For reference, I have been using Linux continuously on all sorts of hardware
since 1994. What I lack is any practical experience using modern Windows or
Mac OS, so I have no idea what implicit expectations you may be bringing from
those. The last time I ran Windows directly on hardware was before Windows 95
was released, and similarly my only real Mac experience was on monochrome
classic Macs before OS X existed.

Over the years, I have used just about every sort of display hardware with
Linux, ranging from serial terminals, Hercules monochrome graphics, 800x600
through 1600x1200 CRTs, the first wave of DVI-based LCDs, various HDTVs, the
first DLP projectors, and my current dual 4K monitors. I was also involved in
the early testing and deployment of 2D and 3D accelerators on Linux, as well
as things like clusters driving arrays of projectors. We even had one of those
IBM "Big Bertha" displays in our lab at one point, which was one of the first
300 DPI LCD monitors available. Just about the only thing I haven't used with
Linux is head-mounted displays nor stereo glasses. My last involvement with VR
was 20 years ago when SGI Onyx-based CAVE systems were prevalent in academia,
combining head-tracking, active shutters, and multiple wall projectors.

But, to be honest, I have no use case to combine different DPI monitors into a
single graphical screen or desktop. If I connect a laptop to a projector or
display panel for presentations, I tend to just want to duplicate the
presentation view on the internal screen. Otherwise, I use the laptop to be
mobile and I use workstations with their dedicated displays.

------
noir_lord
I went through this last year.

I looked at Macbook Pro, Dell XPS15 and Thinkpad T470P.

In the end I went for the T470P (i7-7700HQ (4 core/8 thread) w/ 2560x1440
screen, 16GB of RAM (upgraded myself to 32GB)) and the bigger battery (pretty
much no optional with a 35W TDP processor).

I tried the XPS15 but the keyboard was bad and the fit and finish wasn't
awesome.

I've had zero issues with linux support or the machine generally, build
quality is excellent, I personally like the styling but many don't.

It's so fast that I held off building a new desktop (and packed the old one
away) and battery life is very good if you aren't maxing out the CPU, I've had
over 8 hours of actual work time, screen is good, sharp and decently bright.

In the UK it came with a three year warranty as standard vs 1yr for the Dell.

It was also 300 quid cheaper than the Dell.

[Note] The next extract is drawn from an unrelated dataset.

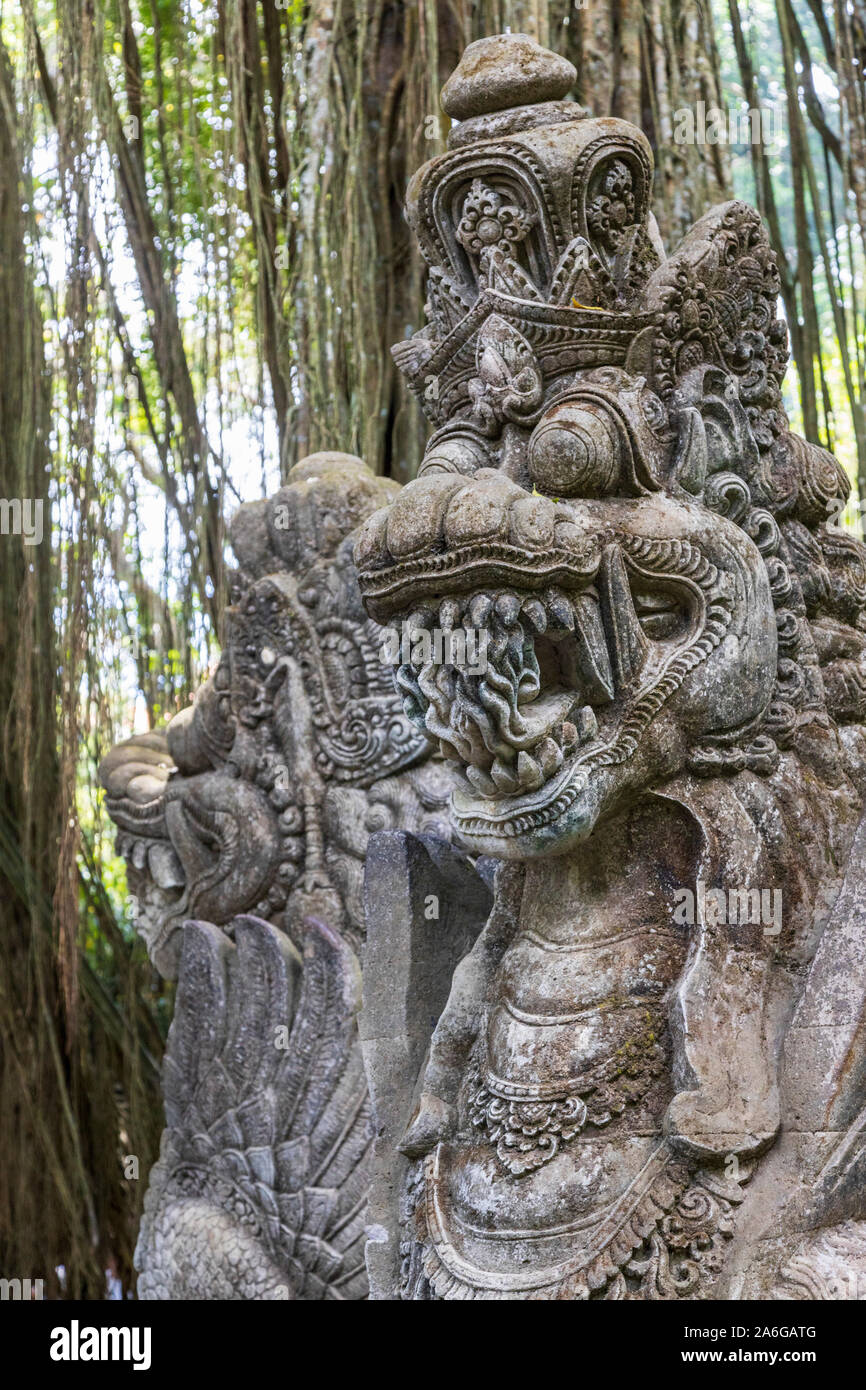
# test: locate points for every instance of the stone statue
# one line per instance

I ruled out the Macbook Pro on price and the fact I couldn't put 32GB of RAM
into it.

At work I have a Ryzen 1700 with 32GB RAM and a SATA SSD, Intellij with a
bunch of plugins loads faster on my thinkpad than that machine (NVMe SSD vs
SATA SSD basically, the Ryzen should demolish any laptop processor with
threaded code).

It's a solid little machine.

The new higher core count lower TDP intel processors look interesting, I
suspect the T480P (if they do one) will have those, 35W TDP is a lot compared
to 15W, I suspect that the 7700HQ will still beat them handily and extreme
battery life wasn't an issue for me, anything over 5 hours is fine I'm never
away from AC for longer than that.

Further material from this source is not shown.